1. BUSINESS OVERVIEW
Idenix Pharmaceuticals, Inc., which we refer to together with our wholly owned subsidiaries as Idenix, we, us or our, is a biopharmaceutical company engaged in the discovery and development of drugs for
the treatment of human viral diseases with operations in the United States and France. Currently, our primary research and development focus is on the treatment of patients with hepatitis C virus, or HCV, using nucleoside/nucleotide polymerase
inhibitors and NS5A inhibitors.
We have incurred losses in each year since our inception and at March 31, 2012, we had
an accumulated deficit of $664.3 million. In the three months ended March 31, 2012, we reported net income due to the recognition of $36.1 million of deferred revenue related to the termination of a license agreement with ViiV Healthcare
Company, or ViiV. However, we expect to report a net loss for the year ending December 31, 2012 and for the next several years as we continue to expand our drug discovery and development efforts. As a result of continuing losses, we may seek
additional funding through a combination of public or private financing, collaborative relationships or other arrangements and we may seek a partner who will assist in the future development and commercialization of IDX184, our lead nucleotide drug
candidate. In October 2011, we filed a universal shelf registration statement with the Securities and Exchange Commission, or SEC, which will allow us to offer and sell from time to time up to a maximum of $150.0 million of shares of common
stock, at prices and terms to be determined at the time of sale. As of March 31, 2012, we had approximately $88.9 million remaining for issuance of common stock under this shelf registration. Any financing requiring the issuance of additional
shares of capital stock must first be approved by Novartis Pharma AG, or Novartis, so long as Novartis continues to own at least 19.4% of our voting stock. Additional funding may not be available to us or, if available, may not be on terms favorable
to us. Further, any additional equity financing may be dilutive to stockholders, other than Novartis, which has the right to maintain its current ownership level. As of April 23, 2012, Novartis owned approximately 31% of our outstanding common
We believe that our current cash, cash equivalents and the expected royalty payments associated
with product sales of Tyzeka®/Sebivo
® will be sufficient to sustain operations through at least December 31, 2012. If we are unable to obtain adequate financing on a timely basis, we could be
required to delay, reduce or eliminate one or more of our drug development programs, enter into new collaborative, strategic alliances or licensing arrangements that may not be favorable to us and reduce the number of our employees. More generally,
if we are unable to obtain adequate funding, we may be required to scale back, suspend or terminate our business operations. We are subject to risks common to companies in the biopharmaceutical industry including, but not limited to, the successful
development of products, clinical trial uncertainty, regulatory approval, fluctuations in operating results and financial risks, potential need for additional funding, protection of proprietary technology and patent risks, compliance with government
regulations, dependence on key personnel and collaboration partners, competition, technological and medical risks and management of growth.
Basis of Presentation
The condensed consolidated financial statements reflect the operations of Idenix Pharmaceuticals, Inc. and our wholly owned subsidiaries.
All intercompany accounts and transactions have been eliminated in consolidation.

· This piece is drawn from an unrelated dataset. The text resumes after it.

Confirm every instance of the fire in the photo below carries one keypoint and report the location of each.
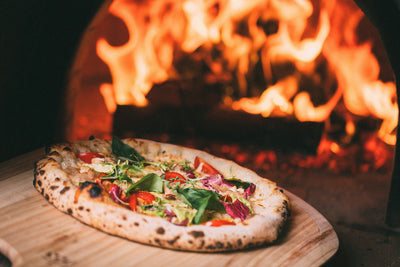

The accompanying condensed consolidated
financial statements are unaudited and have been prepared by us in accordance with generally accepted accounting principles in the United States of America, or GAAP, for interim reporting. Accordingly, these interim financial statements do not
include all the information and footnotes required by GAAP for complete financial statements and should be read in conjunction with the audited consolidated financial statements for the year ended December 31, 2011, which are included in our
Annual Report on Form 10-K filed with the SEC on March 6, 2012. These interim financial statements are unaudited, but in the opinion of management, reflect all adjustments (including normal recurring accruals) necessary for a fair statement of
the financial position and results of operations for the interim periods presented. The year ended consolidated balance sheet data presented for comparative purposes was derived from audited financial statements, but does not include all disclosures
required by GAAP.
The preparation of condensed consolidated financial statements in accordance with GAAP requires management
to make estimates and judgments that may affect the reported amounts of assets, liabilities, revenues and expenses, and related disclosures of contingent assets and liabilities. On an on-going basis, we evaluate our estimates, judgments and
methodologies, including those related to revenue recognition, our collaborative relationships, clinical trial expenses, impairment and amortization of long-lived assets including intangible assets, share-based compensation, income taxes including
the valuation allowance for deferred tax assets, contingencies and litigation. We base our estimates on historical experience and on various other assumptions that are believed to be reasonable, the results of which form the basis for making
judgments about the carrying values of assets and liabilities. Actual results may differ from these estimates under different assumptions or conditions.
The results of
operations for the interim periods are not necessarily indicative of the results of operations to be expected for any future period or the fiscal year ending December 31, 2012.